Speaking of Jewish socialists: on this day in 1882, Rose Schneiderman was born in Savin, Poland. After her family immigrated to the United States, her education was interrupted by her family’s poverty. When the more “respectable” job of salesgirl didn’t make enough, she turned to the factories. After successfully organizing her fellow workers into the United Cloth and Cap Makers, she became the first woman elected union official. She helped lead the great shirtwaist strike of 1909-1910, led New York Women’s Trade Union League, ran for Senate on the Labor Party ticket, worked on labor legislation with the FDR administration, and resettle Jews fleeing Nazi Germany.

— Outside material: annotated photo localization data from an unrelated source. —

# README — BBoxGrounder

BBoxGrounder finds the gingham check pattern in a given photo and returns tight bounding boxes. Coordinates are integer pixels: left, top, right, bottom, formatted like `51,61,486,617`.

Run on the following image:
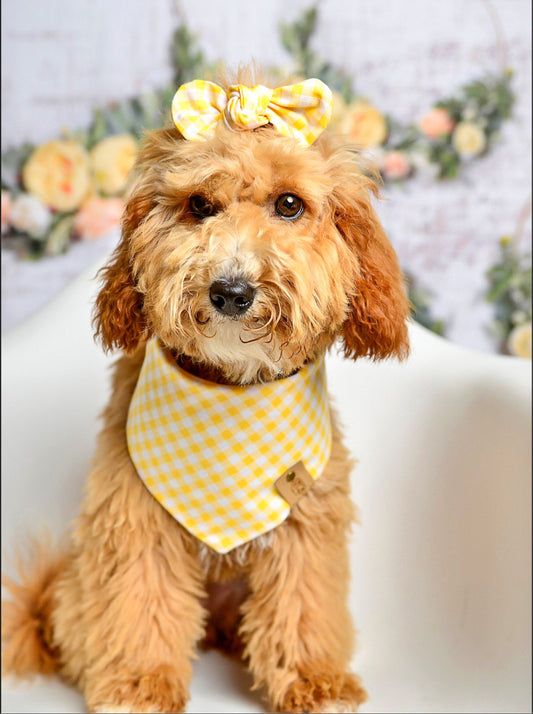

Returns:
126,338,332,553
171,78,333,146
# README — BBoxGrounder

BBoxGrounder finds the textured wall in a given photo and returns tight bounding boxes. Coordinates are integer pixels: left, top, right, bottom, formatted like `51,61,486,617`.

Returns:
1,0,531,350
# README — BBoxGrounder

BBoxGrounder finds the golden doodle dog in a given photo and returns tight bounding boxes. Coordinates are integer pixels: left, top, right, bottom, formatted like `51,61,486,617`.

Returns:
2,69,409,713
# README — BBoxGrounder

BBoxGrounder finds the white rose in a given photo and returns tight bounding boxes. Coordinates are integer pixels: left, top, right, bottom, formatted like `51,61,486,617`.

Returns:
10,193,52,239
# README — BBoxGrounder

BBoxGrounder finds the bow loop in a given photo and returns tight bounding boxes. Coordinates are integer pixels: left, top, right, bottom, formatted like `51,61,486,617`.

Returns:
172,78,332,146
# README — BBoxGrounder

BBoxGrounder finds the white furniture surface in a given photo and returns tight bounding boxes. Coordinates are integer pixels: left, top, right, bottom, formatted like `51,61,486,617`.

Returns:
2,260,531,713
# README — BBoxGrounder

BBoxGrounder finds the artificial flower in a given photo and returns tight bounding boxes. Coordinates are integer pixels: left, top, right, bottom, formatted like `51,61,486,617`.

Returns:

Notably, while some radicals, like Emma Goldman, were famously dismissive of the vote, Schneiderman was a leader of the Wage Earners Suffrage League. In 1912, she responded to a New York politician fretting about how the vote would ruin women’s feminine nature:
We have women working in the foundries, stripped to the waist, if you please, because of the heat. Yet the Senator says nothing about these women losing their charm. . . Of course you know the reason they are employed in the foundries is that they are cheaper and worker longer hours than men. . . Surely these women won’t lose any more of their beauty and charm by putting a ballot in a ballot box once a year than they are likely lose standing in foundries and laundries all year round. There is no harder contest than the contest for bread, let me tell you that.